Mr. Emerson was queer in some ways. If he had any thing good he would have it every day while it lasted. He had no sugar place but, his brother-in-law had a small one which Mr. Emerson carried on. Mrs. Emerson was a splendid cook and we lived high. Mr. Emerson had several swarms or bees and in July he would take up a swarm and have honey every day till it was gone. He had a large flock of sheep and he would kill a fat lamb and have it every day till it was gone. But it was a hard place for me. He and his wife used to fight with words, any thing he wanted to do she didn't, for instance he wanted to go to bed early and get up early, she wanted to sit up late and get up late, I have thought perhaps if she hadn't opposed him he would have been a hard master. I slept soundly but was wide awake in an instant. In haying time he would call me at four o'clock no sooner did he call than my feet were on the floor. I would dress and he would send me out to mowing. When she got ready Mrs. Emerson would get up and get breakfast at eight o'clock, you perhaps can imagine how hungry I was, just beginning to grow. I lost five pounds that summer.
One day in Sept. Mr. Emerson sent me out to the Post Office for the mail. It was a rainy day and there was nothing in particular to do. When I got over to the Sawmill my brother Orville was there sawing lath, finally he asked us if I wouldn't like to put through a few. I would, but the second lath I sawed put my hand onto the saw and sawed every thumb and every finger on my left hand half off. Surgery was not as well known as it now is.
My hand was a long time in healing. That winter I started in my uncles saw mill. One day I heard him say Albert is so tempery, I have to handle him as you would eggs. I said to myself if thats the case I will control my temper, and from that day a stranger would think I had no temper, but I have and can control it.
I must tell of a funeral I attended up on the mountain. The first settlers always had the first road on a mountain; I presume so they could see any signs of hostile Indians below them. I remember when there was a church and several houses up there not one now occupied.
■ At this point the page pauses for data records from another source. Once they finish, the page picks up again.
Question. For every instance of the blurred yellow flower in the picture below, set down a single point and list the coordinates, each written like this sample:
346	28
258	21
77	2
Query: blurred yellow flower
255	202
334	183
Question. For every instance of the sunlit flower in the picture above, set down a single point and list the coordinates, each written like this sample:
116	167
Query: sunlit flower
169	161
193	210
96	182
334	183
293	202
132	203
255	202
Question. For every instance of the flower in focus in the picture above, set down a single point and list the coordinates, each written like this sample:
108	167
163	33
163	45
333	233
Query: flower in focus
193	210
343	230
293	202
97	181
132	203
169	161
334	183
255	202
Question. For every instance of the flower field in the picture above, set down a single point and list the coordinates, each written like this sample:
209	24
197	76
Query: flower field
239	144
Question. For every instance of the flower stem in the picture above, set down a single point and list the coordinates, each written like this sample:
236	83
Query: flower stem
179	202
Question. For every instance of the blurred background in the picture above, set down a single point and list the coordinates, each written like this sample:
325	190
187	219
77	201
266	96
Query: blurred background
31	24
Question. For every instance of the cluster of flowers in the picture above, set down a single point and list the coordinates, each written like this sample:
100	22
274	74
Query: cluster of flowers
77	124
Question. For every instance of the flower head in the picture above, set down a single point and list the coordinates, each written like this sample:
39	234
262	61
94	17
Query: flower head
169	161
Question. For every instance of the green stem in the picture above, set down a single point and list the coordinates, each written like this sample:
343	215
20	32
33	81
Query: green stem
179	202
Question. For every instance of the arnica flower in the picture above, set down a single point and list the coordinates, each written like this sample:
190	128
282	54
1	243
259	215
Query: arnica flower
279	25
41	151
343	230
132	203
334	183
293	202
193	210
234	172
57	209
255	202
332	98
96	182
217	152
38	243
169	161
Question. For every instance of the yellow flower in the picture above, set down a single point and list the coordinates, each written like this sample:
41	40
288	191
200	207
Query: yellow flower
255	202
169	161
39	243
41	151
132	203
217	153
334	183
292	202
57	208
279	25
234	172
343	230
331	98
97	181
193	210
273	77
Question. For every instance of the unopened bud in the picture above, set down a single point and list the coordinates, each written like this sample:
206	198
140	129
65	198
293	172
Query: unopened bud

There was a funeral up there that I attended. The man had died of what was called Acute rhumatisim, now known as arthritis an extremely painful disease of the joints of the hands and fingers, as I said I was there to attend the funeral of George Chase who had died of Acute Rheumatisim. There were several people there from down on a road below. The people always used to attend a funeral. This time I remember of only myself and Charles Newell, a hard working farmer. He was sitting in an old fashioned kitchen chair tipped back against the wall with his heels on the bottom front round. He got to sleep and some way, his chair started down. I was watching him and supposed he would wake up when the chair came down flat on the floor but, no, with his arms still folded the chair and he, Newell went on till he was awakened by coming down on his face and the chair on top of him. I must confess I laughed out loud as he woke and picked himself and chair up. Just think a young fellow laughing out loud at a funeral.
There was a man living on the mountain named John Fisher. He had a son named Samuell. Sam was a married man at the time and he went to a circus on menagire. They had both gone to the show but, Uncle John as we all called him had lost track of Samuell. He started hunting for him, he would say to people he met. "Have you seen my son Samuell" He is pretty good looking, pretty well dressed. I don't know whether he found him but probably he did. I remember he always came down to meetings Sundays. He had married the Kimball widow. One time when he and his wife were at church he had a big boil on the end of his nose. I saw it of course as probably every one else did.